– Недурно и даже похоже, но всё-таки не то! Чего-то недостаёт в его пении, а чего – мы и сами не знаем!
Живого соловья объявили изгнанным из пределов государства.
Искусственная птица заняла место на шёлковой подушке возле императорской постели. Кругом неё были разложены все пожалованные ей драгоценности. Величали же её теперь «императорского ночного столика первым певцом с левой стороны», – император считал более важною именно ту сторону, на которой находится сердце, а сердце находится слева даже у императора. Капельмейстер написал об искусственном соловье двадцать пять томов, ученых-преучёных и полных самых мудреных китайских слов.
Придворные, однако, говорили, что читали и поняли всё, иначе ведь их прозвали бы дураками и отколотили палками по животу.
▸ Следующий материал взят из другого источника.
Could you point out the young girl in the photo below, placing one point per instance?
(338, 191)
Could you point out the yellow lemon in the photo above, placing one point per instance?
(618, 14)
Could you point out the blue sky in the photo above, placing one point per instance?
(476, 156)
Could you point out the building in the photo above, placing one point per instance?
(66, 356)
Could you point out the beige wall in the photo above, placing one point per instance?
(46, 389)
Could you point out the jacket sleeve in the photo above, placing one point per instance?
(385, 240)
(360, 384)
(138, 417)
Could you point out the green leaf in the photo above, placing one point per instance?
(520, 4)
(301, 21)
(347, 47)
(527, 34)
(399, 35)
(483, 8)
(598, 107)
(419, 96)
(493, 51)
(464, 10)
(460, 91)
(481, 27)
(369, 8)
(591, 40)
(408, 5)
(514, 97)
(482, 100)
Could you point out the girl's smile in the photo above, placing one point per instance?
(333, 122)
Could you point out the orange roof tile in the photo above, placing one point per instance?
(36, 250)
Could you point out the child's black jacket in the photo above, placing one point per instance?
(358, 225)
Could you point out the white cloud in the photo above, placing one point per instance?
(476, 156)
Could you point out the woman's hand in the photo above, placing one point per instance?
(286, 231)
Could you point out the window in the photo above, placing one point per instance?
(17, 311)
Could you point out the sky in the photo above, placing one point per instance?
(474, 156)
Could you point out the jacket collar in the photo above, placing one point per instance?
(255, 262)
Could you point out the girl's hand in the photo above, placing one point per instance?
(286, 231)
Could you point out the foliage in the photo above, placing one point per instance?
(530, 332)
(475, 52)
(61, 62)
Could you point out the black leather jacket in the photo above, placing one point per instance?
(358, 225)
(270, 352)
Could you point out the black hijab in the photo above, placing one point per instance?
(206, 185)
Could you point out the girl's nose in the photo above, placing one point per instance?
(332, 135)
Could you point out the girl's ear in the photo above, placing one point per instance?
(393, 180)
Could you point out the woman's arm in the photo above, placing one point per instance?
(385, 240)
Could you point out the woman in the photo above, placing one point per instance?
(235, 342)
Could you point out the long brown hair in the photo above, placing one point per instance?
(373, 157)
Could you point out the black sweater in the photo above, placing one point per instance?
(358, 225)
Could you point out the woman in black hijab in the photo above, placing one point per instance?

Так прошел целый год; император, весь двор и даже весь народ знали наизусть каждую нотку искусственного соловья, но потому-то пение его им так и нравилось: они сами могли теперь подпевать птице. Уличные мальчишки пели: «Ци-ци-ци! Клюк-клюк-клюк!» Сам император напевал то же самое. Ну что за прелесть!
Но раз вечером искусственная птица только что распелась перед императором, лежавшим в постели, как вдруг внутри её зашипело, зажужжало, колеса завертелись, и музыка смолкла.
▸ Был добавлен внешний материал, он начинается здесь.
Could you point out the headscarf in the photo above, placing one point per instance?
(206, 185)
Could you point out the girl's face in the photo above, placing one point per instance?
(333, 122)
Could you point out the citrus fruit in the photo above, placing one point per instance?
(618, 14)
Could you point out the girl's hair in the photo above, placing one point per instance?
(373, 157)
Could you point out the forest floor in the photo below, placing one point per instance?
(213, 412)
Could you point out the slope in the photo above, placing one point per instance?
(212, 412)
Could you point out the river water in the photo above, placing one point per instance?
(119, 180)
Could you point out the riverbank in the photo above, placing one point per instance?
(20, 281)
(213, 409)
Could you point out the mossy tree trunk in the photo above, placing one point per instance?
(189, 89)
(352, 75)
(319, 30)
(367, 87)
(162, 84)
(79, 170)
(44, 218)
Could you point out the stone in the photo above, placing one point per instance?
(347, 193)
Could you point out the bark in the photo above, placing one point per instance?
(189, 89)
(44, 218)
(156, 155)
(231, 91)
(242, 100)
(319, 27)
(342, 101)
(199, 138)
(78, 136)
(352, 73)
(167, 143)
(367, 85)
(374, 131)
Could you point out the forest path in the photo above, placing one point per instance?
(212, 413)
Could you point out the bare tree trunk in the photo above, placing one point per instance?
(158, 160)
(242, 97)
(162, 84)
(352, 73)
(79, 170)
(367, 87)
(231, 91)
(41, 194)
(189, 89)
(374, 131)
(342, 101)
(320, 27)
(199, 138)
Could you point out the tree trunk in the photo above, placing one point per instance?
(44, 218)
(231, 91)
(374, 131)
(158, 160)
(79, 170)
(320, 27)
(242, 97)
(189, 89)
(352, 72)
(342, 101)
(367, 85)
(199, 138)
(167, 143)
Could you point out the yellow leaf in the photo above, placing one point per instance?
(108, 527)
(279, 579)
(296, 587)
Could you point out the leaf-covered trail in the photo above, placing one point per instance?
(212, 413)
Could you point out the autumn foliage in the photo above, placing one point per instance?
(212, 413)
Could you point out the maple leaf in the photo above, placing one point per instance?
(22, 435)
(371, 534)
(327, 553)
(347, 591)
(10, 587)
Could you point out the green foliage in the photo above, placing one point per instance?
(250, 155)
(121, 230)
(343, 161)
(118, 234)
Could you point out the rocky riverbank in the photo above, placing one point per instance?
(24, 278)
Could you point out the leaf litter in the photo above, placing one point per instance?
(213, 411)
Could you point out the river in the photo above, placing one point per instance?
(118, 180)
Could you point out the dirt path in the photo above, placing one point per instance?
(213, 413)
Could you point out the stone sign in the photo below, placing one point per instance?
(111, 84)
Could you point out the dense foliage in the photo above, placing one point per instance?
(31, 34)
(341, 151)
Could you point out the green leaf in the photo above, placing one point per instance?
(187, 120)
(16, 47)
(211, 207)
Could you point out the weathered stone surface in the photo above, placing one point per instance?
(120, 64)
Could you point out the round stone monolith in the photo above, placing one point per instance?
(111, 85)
Император вскочил и послал за придворным медиком, но что же мог тот поделать! Призвали часовщика, и этот после долгих разговоров и осмотров кое-как исправил птицу, но сказал, что с ней надо обходиться крайне бережно: зубчики поистёрлись, а поставить новые так, чтобы музыка шла по-прежнему, верно, было нельзя. Вот так горе! Только раз в год позволили заводить птицу. И это было очень грустно, но капельмейстер произнес краткую, зато полную мудреных слов речь, в которой доказывал, что птица ничуть не сделалась хуже. Ну, значит, так оно и было. Прошло ещё пять лет, и страну постигло большое горе: все так любили императора, а он, как говорили, был при смерти. Провозгласили уже нового императора, но народ толпился на улице и спрашивал первого приближённого императора о здоровье своего старого повелителя.
– Пф! – отвечал приближённый и покачивал головой.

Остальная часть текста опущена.